Proponents of the change say it would relieve the pressures CEOs feel to outperform analyst forecasts every three months. Those pressures has long been blamed for discouraging companies from taking the long view in strategies, investing in research, hiring, equipment, technology and other fundamental aspects of business.

Maryland Smith’s Rachelle Sampson has studied the effects of short-termism. Her research has shown that a short-term focus has become significantly more prevalent in the past three decades among firms and their investors.

Nonetheless, as she listens to the current arguments in favor of abandoning the quarterly earnings schedule, she says much of the debate essentially misses the point. She says those reporting requirements aren’t very onerous, as some people contend.

The practice of delivering quarterly earnings-per-share guidance already is largely on its way out, says Sampson, associate professor of logistics, business and public policy at the University of Maryland's Robert H. Smith School of Business. And, she says, it’s small potatoes compared to what’s really driving short-termism: CEO compensation and its link to share prices.

“The discussion about ‘onerous’ reporting requirements for publicly listed firms comes up frequently,” Sampson says. But they aren’t particularly onerous, she says. In fact, she would lobby for more disclosures from publicly traded firms. “By and large transparency is essential for well-functioning markets.”

The issue, she says, is that firms often focus on managing market expectations at the expense of what she calls “real performance.”

Firms that issue earnings guidance are essentially setting expectations to drive stock prices, and delivering an imperative for senior management to meet those expectations. The practice has been falling out of favor.

The quarterly vista is myopic. So many factors can impact a company’s quarter – from geopolitical uncertainty, to trade talks, to weather events.

JPMorgan Chase’s Jamie Dimon and Berkshire Hathaway’s Warren Buffett have both urged companies to move away from providing quarterly earnings-per-share guidance, writing in The Wall Street Journal that the practice “often leads to an unhealthy focus on short-term profits at the expense of long-term strategy, growth and sustainability.”

The most significant factor contributing to short-termism, Sampson says, is the fact that CEO compensation is usually tied to stock price, whether through explicit stock price targets that trigger bonuses, or stock grants and options included as part of compensation packages.

“The whole argument that switching to six-month reporting instead of quarterly reporting is going to reduce short-termism because analysts will only be making projections every six months kind of misses the point,” she says. “Analyst expectations only affect firm behavior when CEOs are more motivated by stock prices, rather than fundamentals.”

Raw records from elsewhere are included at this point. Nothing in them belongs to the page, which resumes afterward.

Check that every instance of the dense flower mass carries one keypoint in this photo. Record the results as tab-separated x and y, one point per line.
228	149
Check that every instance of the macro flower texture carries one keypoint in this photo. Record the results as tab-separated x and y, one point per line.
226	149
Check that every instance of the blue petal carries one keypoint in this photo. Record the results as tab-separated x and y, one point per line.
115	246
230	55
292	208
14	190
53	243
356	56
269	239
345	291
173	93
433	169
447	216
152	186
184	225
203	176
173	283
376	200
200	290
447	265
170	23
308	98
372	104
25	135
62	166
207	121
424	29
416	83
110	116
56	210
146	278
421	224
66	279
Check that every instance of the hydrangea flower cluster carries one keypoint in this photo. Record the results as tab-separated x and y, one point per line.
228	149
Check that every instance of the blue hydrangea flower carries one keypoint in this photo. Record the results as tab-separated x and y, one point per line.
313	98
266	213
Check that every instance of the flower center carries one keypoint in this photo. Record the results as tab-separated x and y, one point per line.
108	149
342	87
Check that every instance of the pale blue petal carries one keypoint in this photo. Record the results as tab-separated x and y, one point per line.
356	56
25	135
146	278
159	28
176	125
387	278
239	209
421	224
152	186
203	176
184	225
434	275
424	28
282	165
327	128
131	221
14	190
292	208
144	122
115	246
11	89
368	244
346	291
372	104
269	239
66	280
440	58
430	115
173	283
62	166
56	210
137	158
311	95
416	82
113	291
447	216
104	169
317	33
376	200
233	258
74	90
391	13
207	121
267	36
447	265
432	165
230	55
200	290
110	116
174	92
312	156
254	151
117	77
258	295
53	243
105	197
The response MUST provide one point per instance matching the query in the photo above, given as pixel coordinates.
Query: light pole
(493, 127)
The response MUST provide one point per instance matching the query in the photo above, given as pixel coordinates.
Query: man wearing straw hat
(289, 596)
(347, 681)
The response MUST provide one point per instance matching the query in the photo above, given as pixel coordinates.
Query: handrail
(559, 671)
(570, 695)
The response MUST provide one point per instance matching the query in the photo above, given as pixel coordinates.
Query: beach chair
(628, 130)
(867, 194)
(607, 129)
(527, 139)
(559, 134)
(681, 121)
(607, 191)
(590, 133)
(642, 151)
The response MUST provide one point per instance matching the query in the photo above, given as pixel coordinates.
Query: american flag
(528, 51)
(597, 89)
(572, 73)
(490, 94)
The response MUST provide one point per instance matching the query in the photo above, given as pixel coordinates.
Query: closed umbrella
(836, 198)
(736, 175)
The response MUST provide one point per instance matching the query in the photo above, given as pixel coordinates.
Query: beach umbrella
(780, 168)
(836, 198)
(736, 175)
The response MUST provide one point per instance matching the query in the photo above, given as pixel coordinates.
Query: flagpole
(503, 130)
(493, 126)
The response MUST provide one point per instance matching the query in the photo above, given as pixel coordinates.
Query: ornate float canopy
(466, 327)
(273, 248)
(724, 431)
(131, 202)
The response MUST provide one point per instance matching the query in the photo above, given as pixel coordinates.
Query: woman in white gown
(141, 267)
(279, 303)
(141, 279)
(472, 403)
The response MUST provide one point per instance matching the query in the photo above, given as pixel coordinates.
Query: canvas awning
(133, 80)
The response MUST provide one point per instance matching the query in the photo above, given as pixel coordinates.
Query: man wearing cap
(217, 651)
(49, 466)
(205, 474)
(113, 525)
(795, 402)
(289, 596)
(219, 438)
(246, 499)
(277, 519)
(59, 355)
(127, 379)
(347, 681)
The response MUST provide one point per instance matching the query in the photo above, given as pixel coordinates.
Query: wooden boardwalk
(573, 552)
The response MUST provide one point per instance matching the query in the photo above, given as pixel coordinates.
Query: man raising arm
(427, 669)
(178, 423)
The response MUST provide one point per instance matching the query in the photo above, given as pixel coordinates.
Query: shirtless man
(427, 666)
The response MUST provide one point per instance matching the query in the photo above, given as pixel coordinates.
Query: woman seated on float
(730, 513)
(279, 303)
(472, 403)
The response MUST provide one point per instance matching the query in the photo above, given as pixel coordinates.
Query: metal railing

Those fundamentals are what Sampson calls “real performance.”

Reporting on a six-month schedule wouldn’t solve that problem. It would result only in firms releasing less information on the actual company performance. “And in that case, one might expect that stock prices might be even less tied to fundamentals than they were previously,” she says.

There are, she says, better solutions.

“CEO compensation would be a good place to start,” she says. “There is too much CEO compensation that is tied to stock performance, which leads CEOs to want to manage expectations for performance.”

She suggests that companies disentangle CEO compensation from stock price and instead tie compensation to a metric that’s more closely aligned with performance, such as profits over the medium to long-term. The move, she says, would encourage many firms to take a longer-term horizon.

“The analysts shouldn’t be the taskmasters for companies,” she says. “The CEOs should be slaves to firm performance and how the firm is doing over a longer time horizon. And not worrying about analyst expectations.”

“We have seen the deleterious effects of tying CEO compensation to stock price, particularly in the short run, causing harm throughout the economy. So it really is time to try something else, something more related to actual, rather than expected, firm performance.”